OBJECTIVE: The aim of this study was to assess the prevalence of cytomegalovirus (CMV) viremia in HIV-positive patients starting antiretroviral therapy (ART) and to evaluate its impact on clinical outcomes.
DESIGN: A retrospective analysis of four clinical trials (INSIGHT FIRST, SMART, START, and ANRS REFLATE TB).
METHODS: Stored plasma samples from participants were used to measure CMV viremia at baseline prior to initiating ART and at visits through 1 year of follow-up after ART initiation. CMV viremia was measured centrally using a quantitative PCR assay. Within FIRST, associations of CMV viremia at baseline and through 8 months of ART were examined with a composite clinical outcome of AIDS, serious non-AIDS events, or death using Cox proportional hazards regression.

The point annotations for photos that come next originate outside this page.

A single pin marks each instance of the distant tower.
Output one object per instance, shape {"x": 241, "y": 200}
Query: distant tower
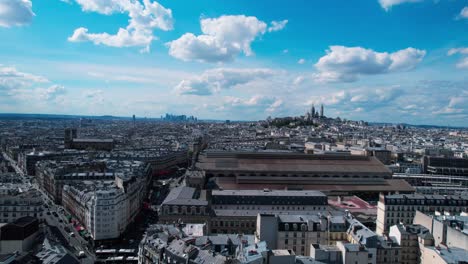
{"x": 70, "y": 134}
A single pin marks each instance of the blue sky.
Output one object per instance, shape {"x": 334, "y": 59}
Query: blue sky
{"x": 387, "y": 60}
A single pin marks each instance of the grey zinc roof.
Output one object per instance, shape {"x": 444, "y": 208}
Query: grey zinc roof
{"x": 183, "y": 196}
{"x": 267, "y": 193}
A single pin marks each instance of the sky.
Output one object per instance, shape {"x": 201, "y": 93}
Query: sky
{"x": 399, "y": 61}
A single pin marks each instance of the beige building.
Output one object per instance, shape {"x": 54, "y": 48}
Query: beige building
{"x": 105, "y": 208}
{"x": 277, "y": 171}
{"x": 401, "y": 208}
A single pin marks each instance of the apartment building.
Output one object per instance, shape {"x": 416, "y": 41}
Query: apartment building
{"x": 401, "y": 208}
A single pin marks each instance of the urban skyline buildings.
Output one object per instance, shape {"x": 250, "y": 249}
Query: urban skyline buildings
{"x": 283, "y": 65}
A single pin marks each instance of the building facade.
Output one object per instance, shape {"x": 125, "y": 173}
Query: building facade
{"x": 105, "y": 208}
{"x": 401, "y": 208}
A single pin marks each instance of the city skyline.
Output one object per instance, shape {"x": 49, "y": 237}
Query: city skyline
{"x": 380, "y": 61}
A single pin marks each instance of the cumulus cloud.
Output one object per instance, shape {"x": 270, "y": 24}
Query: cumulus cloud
{"x": 364, "y": 98}
{"x": 94, "y": 96}
{"x": 51, "y": 92}
{"x": 144, "y": 17}
{"x": 11, "y": 78}
{"x": 346, "y": 64}
{"x": 277, "y": 25}
{"x": 15, "y": 13}
{"x": 387, "y": 4}
{"x": 222, "y": 40}
{"x": 26, "y": 87}
{"x": 256, "y": 102}
{"x": 463, "y": 13}
{"x": 215, "y": 80}
{"x": 463, "y": 63}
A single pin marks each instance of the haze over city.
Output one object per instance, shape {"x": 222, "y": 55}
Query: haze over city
{"x": 381, "y": 61}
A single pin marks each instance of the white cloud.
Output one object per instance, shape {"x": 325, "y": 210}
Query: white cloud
{"x": 277, "y": 25}
{"x": 346, "y": 64}
{"x": 463, "y": 63}
{"x": 223, "y": 38}
{"x": 454, "y": 51}
{"x": 256, "y": 102}
{"x": 94, "y": 96}
{"x": 387, "y": 4}
{"x": 15, "y": 13}
{"x": 463, "y": 13}
{"x": 27, "y": 88}
{"x": 358, "y": 98}
{"x": 144, "y": 17}
{"x": 50, "y": 93}
{"x": 11, "y": 78}
{"x": 215, "y": 80}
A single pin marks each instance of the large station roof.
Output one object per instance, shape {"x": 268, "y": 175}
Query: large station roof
{"x": 290, "y": 162}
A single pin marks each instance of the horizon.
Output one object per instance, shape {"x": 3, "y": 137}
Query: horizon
{"x": 201, "y": 119}
{"x": 381, "y": 61}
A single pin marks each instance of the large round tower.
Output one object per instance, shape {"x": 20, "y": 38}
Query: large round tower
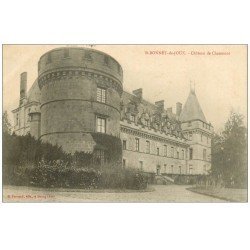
{"x": 81, "y": 91}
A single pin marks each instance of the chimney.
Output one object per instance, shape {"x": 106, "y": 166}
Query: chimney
{"x": 160, "y": 105}
{"x": 138, "y": 93}
{"x": 178, "y": 108}
{"x": 170, "y": 110}
{"x": 23, "y": 85}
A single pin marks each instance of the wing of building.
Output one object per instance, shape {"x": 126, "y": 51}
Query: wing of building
{"x": 78, "y": 97}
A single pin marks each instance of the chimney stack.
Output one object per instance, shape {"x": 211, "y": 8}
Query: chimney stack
{"x": 23, "y": 86}
{"x": 170, "y": 110}
{"x": 160, "y": 105}
{"x": 138, "y": 93}
{"x": 178, "y": 108}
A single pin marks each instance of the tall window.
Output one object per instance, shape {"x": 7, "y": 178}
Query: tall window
{"x": 101, "y": 125}
{"x": 137, "y": 145}
{"x": 172, "y": 152}
{"x": 190, "y": 135}
{"x": 158, "y": 151}
{"x": 66, "y": 53}
{"x": 190, "y": 153}
{"x": 141, "y": 165}
{"x": 165, "y": 168}
{"x": 205, "y": 169}
{"x": 165, "y": 150}
{"x": 132, "y": 118}
{"x": 172, "y": 169}
{"x": 204, "y": 154}
{"x": 16, "y": 119}
{"x": 28, "y": 115}
{"x": 99, "y": 157}
{"x": 49, "y": 58}
{"x": 101, "y": 95}
{"x": 148, "y": 147}
{"x": 124, "y": 144}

RESULTS: Samples from a total of 3176 participants, 1169 from FIRST, 137 from ANRS REFLATE TB, 54 from SMART, and 1816 from START were available with baseline CMV viremia prevalence of 17, 26, 0, and 1%, respectively. Pooled across trials, baseline CMV viremia was associated with low CD4 + T-cell counts and high HIV RNA levels. In FIRST, CMV viremia was detected in only 5% of participants between baseline and month 8. After adjustment for CD4 + T-cell count and HIV RNA levels, hazard ratios for risk of clinical outcomes was 1.15 (0.86-1.54) and 2.58 (1.68-3.98) in FIRST participants with baseline and follow-up CMV viremia, respectively.
CONCLUSION: Baseline CMV viremia in HIV-positive patients starting ART is associated with advanced infection and only persistent CMV viremia after ART initiation is associated with a higher risk of morbidity and mortality.